The energy source of solar flare is magnetic energy in the solar corona. When a solar flare takes place, this energy is impulsively released, and it is converted to other kinds of energy such as thermal energy (plasma heating), kinetic energy (mass ejection), and energy of high-energy particles (particle acceleration). The ratio of these three energies seems different in each solar flare. Some solar flares show thermal energy is dominant and the others do non-thermal energy of accelerated particles is dominant. What controls the energy conversion ratio? This is so-called energy budget problem in solar flares.

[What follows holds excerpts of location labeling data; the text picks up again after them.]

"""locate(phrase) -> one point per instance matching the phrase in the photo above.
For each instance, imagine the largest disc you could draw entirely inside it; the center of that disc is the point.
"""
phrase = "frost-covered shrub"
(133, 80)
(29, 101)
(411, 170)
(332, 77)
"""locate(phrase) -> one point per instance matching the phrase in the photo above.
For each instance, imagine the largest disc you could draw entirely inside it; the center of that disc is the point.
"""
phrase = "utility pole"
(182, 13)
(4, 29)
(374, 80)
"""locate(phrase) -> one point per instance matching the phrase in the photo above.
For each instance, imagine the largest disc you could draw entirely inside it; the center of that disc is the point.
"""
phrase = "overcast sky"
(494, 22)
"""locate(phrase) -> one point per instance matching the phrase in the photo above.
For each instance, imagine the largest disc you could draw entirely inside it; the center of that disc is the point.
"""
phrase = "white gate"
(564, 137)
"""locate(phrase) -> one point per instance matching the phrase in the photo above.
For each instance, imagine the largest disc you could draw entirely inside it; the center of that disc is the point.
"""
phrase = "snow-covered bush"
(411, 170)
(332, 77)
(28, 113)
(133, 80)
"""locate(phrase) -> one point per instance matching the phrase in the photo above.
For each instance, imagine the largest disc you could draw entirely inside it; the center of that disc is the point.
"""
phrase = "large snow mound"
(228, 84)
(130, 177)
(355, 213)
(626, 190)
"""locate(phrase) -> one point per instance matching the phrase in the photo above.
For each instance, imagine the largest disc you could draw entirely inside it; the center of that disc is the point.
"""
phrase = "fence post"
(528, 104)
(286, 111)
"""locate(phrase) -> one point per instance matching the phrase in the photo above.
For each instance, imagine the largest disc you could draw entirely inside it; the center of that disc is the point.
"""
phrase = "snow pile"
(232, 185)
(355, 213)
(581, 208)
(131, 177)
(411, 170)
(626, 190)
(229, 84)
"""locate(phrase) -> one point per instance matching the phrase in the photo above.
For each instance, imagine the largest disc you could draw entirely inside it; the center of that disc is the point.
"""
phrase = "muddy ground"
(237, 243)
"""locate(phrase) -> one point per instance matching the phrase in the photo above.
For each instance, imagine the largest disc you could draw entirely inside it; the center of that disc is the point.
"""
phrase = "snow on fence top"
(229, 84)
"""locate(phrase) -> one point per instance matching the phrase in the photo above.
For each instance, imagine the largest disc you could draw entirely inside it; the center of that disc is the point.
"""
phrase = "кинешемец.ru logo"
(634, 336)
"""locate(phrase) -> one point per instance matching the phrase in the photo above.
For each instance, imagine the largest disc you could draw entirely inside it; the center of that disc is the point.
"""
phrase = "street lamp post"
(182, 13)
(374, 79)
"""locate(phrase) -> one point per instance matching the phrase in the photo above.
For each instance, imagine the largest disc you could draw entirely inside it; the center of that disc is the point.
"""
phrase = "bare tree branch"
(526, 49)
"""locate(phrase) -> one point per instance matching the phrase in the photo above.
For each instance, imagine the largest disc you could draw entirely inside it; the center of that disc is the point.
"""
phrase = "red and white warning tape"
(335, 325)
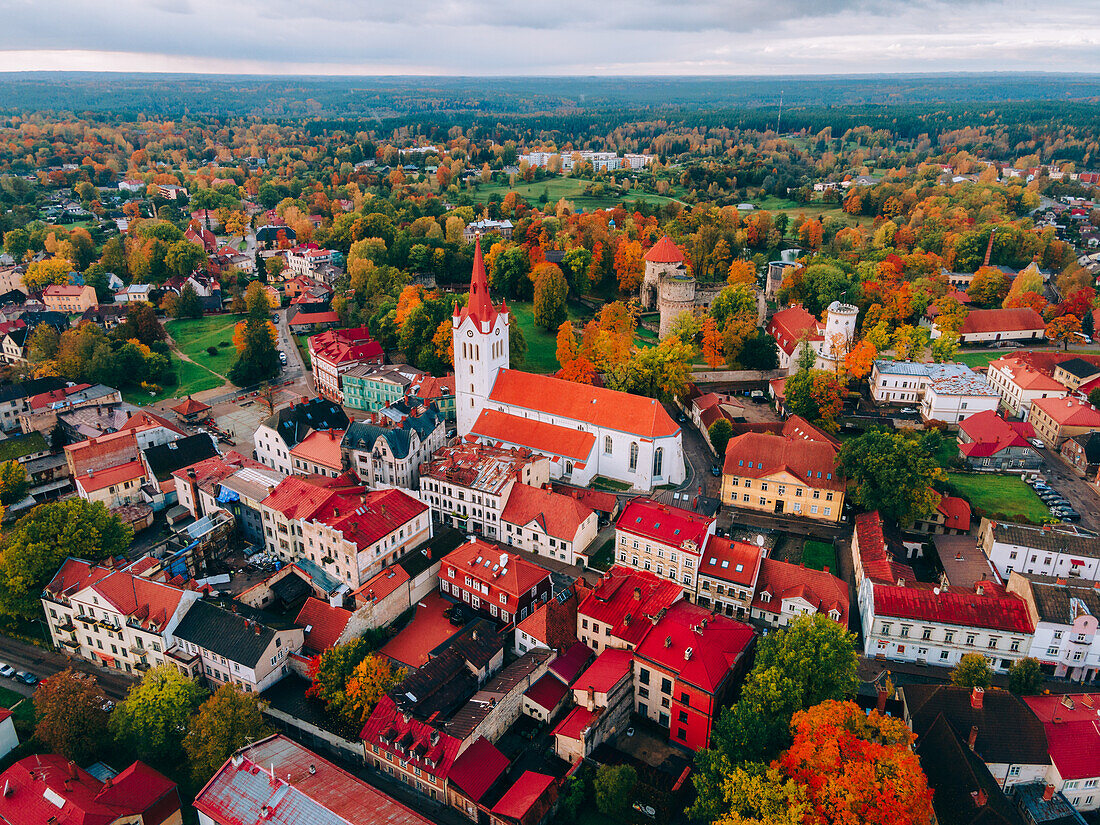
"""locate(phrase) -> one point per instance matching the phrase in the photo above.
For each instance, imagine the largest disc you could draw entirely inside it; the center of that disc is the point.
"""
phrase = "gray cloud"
(569, 36)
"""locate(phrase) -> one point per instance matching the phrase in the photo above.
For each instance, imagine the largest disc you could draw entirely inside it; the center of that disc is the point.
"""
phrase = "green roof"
(17, 447)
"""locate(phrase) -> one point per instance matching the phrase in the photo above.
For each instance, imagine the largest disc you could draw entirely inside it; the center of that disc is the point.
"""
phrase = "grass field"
(562, 187)
(1003, 496)
(818, 556)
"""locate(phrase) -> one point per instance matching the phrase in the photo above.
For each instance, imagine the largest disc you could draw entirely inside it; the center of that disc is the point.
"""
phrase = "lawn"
(541, 345)
(193, 338)
(818, 556)
(1001, 496)
(562, 187)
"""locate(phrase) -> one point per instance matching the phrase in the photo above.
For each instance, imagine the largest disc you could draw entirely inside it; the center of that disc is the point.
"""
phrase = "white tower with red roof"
(480, 332)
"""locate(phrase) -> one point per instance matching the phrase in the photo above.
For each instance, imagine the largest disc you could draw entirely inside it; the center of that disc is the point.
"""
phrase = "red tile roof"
(607, 408)
(515, 576)
(990, 433)
(539, 436)
(763, 455)
(323, 624)
(1074, 740)
(518, 800)
(1068, 411)
(730, 561)
(32, 785)
(627, 600)
(477, 768)
(606, 671)
(791, 326)
(664, 252)
(1001, 320)
(956, 513)
(321, 447)
(95, 481)
(480, 306)
(822, 590)
(575, 722)
(716, 644)
(953, 606)
(558, 515)
(672, 526)
(548, 692)
(878, 563)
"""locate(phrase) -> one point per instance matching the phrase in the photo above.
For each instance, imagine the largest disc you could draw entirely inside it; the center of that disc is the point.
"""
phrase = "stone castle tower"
(667, 286)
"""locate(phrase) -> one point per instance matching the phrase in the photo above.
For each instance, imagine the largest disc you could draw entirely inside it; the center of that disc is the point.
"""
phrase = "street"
(44, 663)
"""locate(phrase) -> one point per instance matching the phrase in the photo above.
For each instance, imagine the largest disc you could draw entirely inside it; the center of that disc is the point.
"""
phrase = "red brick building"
(502, 586)
(685, 669)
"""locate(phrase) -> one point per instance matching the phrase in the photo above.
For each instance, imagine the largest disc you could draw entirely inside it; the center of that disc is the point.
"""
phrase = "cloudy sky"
(550, 37)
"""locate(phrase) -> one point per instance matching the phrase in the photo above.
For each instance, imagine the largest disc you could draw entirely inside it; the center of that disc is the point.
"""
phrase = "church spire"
(481, 305)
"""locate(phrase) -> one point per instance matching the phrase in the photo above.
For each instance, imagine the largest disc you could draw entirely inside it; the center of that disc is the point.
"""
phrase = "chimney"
(976, 697)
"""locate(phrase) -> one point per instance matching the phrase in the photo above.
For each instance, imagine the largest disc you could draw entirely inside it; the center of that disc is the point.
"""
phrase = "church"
(585, 431)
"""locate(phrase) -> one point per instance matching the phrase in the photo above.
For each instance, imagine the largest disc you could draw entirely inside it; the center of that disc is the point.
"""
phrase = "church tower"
(480, 333)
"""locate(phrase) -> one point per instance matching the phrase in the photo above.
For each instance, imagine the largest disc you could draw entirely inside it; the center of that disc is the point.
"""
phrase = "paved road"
(44, 663)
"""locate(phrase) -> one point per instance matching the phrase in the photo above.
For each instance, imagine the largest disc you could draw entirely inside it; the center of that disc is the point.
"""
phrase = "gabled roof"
(559, 516)
(664, 252)
(606, 408)
(663, 523)
(822, 590)
(323, 624)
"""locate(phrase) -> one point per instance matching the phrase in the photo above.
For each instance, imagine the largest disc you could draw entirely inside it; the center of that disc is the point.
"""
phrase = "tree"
(798, 667)
(721, 431)
(367, 684)
(41, 540)
(13, 483)
(550, 294)
(893, 473)
(152, 722)
(1025, 678)
(712, 343)
(972, 671)
(188, 305)
(70, 715)
(614, 785)
(257, 359)
(223, 724)
(1064, 329)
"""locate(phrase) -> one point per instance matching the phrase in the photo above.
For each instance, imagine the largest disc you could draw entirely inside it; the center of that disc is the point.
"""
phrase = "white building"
(1063, 552)
(585, 431)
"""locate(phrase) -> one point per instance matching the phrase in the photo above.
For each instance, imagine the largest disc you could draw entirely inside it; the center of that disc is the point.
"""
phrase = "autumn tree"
(223, 724)
(893, 473)
(367, 683)
(33, 550)
(69, 715)
(550, 294)
(972, 671)
(1064, 329)
(712, 343)
(152, 722)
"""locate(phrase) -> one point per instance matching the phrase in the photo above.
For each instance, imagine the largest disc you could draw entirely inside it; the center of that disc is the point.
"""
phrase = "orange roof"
(607, 408)
(538, 436)
(323, 624)
(130, 471)
(558, 515)
(321, 447)
(664, 252)
(765, 454)
(1069, 411)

A hint to solve this problem could be provided by some extreme flares such as thermal-rich flares and purely nonthermal flares. In this study, we focused on so-called cold flare which shows significant nonthermal emissions with relatively very small amount of thermal emissions. We have already analyzed a cold solar flare occurring on 10 March 2011. This flare was well observed with Nobeyama Radioheliograph (NoRH). It shows a significant microwave enhancement (about 210 SFU at 17GHz). This microwave enhancement is produced via gyro-synchrotron emissions by high-energy electrons. However, any significant enhance was not found in the GOES X-ray light curve during the flare period. RHESSI did not observe this flare, but Suzaku detected hard X-rays in the energy range above 100 keV. So it was confirmed that electrons were actually accelerated while plasma heating process did not work well in this flare. The characteristics of this flare were short duration and very compact size. From these facts, we concluded that the magnetic field of the loop top region might be very intense. This might be a key how a cold flare is produced. To confirm this, we need more analyses of similar events. From the event list of NoRH, we pick up candidates of cold flares which show a significant microwave enhancement without any counterpart in soft X-rays and analyze them. The characteristics seem to be the same as the previous event. Then we discuss why thermal emissions (plasma heating) are suppressed in these flares.